4. La demande de Mme A... relève des contentieux énumérés par l'article R. 732-1-1 du code de justice administrative permettant au président de la formation de jugement de dispenser le rapporteur public, sur sa proposition, de prononcer des conclusions à l'audience. Si la dispense de conclusions n'a pas été mentionnée sur l'application " Sagace " avant l'audience publique du 13 janvier 2023, il ressort toutefois des pièces de la procédure que Mme A..., qui avait été informée par l'avis d'audience de la possibilité de prendre connaissance de cette information auprès du greffe de la juridiction, à défaut de pouvoir y accéder par le biais de l'application " Sagace ", n'établit, ni même n'allègue, avoir présenté une demande au greffe de la juridiction après avoir constaté l'impossibilité d'obtenir cette information au moyen de l'application " Sagace ". Dans ces conditions, le moyen tiré de l'irrégularité du jugement attaqué doit être écarté.

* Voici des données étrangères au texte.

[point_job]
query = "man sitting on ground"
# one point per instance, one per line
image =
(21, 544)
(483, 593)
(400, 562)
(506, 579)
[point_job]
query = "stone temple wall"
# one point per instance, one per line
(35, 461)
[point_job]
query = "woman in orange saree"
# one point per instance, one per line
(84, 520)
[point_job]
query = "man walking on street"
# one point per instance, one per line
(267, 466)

Sur le bien-fondé du jugement attaqué :

5. Il ressort des pièces du dossier que la commission de recours contre les décisions de refus de visa d'entrée en France s'est fondée, pour rejeter le recours formé à l'encontre de la décision des autorités consulaires françaises en Inde, sur la circonstance que l'identité et partant le lien familial avec la réunifiante ne sont pas établis.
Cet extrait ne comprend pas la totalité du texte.